In hydrocarbon reservoirs, fluid types can often vary from dry gas to volatile oil in the same column. Because of varying and unknown invasion patterns and inexact clay volume estimations, fluid types differentiation based on conventional logs is not always conclusive. A case study is presented utilizing advanced nuclear magnetic resonance (NMR) techniques in conjunction with the latest downhole fluid analysis (DFA) measurements from wireline formation testers to accurately assess the hydrocarbon type variations.

The saturation profiling data from an NMR diffusion-based tool provides fluid typing information in a continuous depth log. This approach can be limited by invasion. On the other hand, formation testers allow taking in-situ measurements of the virgin fluids beyond the invaded zone, but only at discrete depths. Hence, the two measurements ideally complement each other.

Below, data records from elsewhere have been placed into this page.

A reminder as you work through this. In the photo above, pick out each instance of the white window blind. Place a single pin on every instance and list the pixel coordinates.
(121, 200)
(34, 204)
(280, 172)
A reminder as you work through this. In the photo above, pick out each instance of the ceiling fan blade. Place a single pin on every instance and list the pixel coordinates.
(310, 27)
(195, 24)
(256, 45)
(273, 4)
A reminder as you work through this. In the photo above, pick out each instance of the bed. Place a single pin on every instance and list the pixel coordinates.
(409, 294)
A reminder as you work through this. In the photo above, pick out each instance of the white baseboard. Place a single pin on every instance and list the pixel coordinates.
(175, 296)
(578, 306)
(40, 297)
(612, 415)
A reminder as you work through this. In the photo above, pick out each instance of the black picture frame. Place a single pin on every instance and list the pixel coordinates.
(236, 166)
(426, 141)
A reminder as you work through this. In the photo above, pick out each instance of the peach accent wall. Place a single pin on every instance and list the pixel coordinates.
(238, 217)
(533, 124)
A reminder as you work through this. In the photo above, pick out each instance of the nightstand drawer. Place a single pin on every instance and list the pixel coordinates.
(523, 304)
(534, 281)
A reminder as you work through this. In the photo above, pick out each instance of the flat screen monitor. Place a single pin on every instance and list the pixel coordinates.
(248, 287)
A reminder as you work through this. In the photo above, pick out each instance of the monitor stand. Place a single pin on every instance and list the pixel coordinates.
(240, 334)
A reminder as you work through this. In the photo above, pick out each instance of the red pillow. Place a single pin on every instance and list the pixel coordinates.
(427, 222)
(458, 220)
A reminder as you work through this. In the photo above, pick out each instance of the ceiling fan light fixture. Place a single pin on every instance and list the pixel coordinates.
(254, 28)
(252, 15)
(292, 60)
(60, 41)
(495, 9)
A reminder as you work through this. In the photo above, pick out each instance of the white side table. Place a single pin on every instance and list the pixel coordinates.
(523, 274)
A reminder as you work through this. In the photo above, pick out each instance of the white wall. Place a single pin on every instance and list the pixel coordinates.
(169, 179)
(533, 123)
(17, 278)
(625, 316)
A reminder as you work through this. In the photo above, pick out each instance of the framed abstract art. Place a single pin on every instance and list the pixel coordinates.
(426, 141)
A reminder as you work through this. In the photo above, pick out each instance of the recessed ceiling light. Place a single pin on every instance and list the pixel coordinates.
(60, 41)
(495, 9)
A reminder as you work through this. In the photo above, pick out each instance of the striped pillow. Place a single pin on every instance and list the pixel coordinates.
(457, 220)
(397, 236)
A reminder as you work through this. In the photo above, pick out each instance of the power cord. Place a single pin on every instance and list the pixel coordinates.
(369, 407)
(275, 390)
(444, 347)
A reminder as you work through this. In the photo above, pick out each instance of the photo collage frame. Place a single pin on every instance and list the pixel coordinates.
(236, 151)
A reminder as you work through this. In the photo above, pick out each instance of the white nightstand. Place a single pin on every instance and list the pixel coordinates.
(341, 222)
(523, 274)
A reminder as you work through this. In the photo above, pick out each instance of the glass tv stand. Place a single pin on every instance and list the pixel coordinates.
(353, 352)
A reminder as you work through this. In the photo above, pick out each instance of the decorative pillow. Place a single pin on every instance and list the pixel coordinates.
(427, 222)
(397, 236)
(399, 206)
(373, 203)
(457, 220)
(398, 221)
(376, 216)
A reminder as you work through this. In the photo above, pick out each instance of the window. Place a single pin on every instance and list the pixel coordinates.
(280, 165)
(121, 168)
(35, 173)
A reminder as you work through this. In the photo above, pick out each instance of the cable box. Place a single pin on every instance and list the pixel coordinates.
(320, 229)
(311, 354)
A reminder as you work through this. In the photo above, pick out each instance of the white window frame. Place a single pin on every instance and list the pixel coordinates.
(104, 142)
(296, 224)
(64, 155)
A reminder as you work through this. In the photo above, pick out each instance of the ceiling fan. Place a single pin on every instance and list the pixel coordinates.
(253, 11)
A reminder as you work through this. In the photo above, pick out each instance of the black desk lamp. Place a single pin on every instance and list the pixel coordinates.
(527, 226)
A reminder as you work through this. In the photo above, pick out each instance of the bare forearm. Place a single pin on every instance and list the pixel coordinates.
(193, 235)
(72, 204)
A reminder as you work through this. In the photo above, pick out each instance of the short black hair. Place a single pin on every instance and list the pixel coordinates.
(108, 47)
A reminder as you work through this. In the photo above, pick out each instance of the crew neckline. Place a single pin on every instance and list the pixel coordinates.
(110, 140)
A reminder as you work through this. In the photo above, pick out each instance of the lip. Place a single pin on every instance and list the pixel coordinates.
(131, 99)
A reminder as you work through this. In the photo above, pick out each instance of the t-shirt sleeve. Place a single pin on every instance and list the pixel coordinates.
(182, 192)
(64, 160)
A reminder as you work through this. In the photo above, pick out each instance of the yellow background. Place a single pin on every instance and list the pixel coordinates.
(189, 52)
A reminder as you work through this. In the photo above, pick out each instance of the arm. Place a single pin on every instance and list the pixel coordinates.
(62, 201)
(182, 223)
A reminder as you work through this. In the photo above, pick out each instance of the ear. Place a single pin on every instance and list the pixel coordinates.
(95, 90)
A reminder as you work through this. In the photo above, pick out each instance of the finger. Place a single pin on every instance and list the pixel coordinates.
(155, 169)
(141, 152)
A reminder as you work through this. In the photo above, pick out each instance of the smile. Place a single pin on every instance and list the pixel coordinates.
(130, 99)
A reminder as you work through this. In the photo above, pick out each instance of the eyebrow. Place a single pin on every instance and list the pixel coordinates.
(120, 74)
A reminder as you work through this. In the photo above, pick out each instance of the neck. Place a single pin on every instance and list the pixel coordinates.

In this case study, NMR saturation profiling was acquired over a series of channelized reservoirs. There is a transition from a water zone into an oil zone, and then into a rich gas reservoir, indicated by both the DFA and the NMR measurements. Above the rich gas is a dry gas interval that is conclusively in a separate compartment. Diffusion-based NMR identifies the fluid type in a series of thin reservoirs above this main section, in which no samples were taken. NMR and DFA both detect compositional gradients, invisible to conventional logs.

The work presented in this paper demonstrates how the integration of measurements from various tools can lead to a better understanding of fluid types and distribution.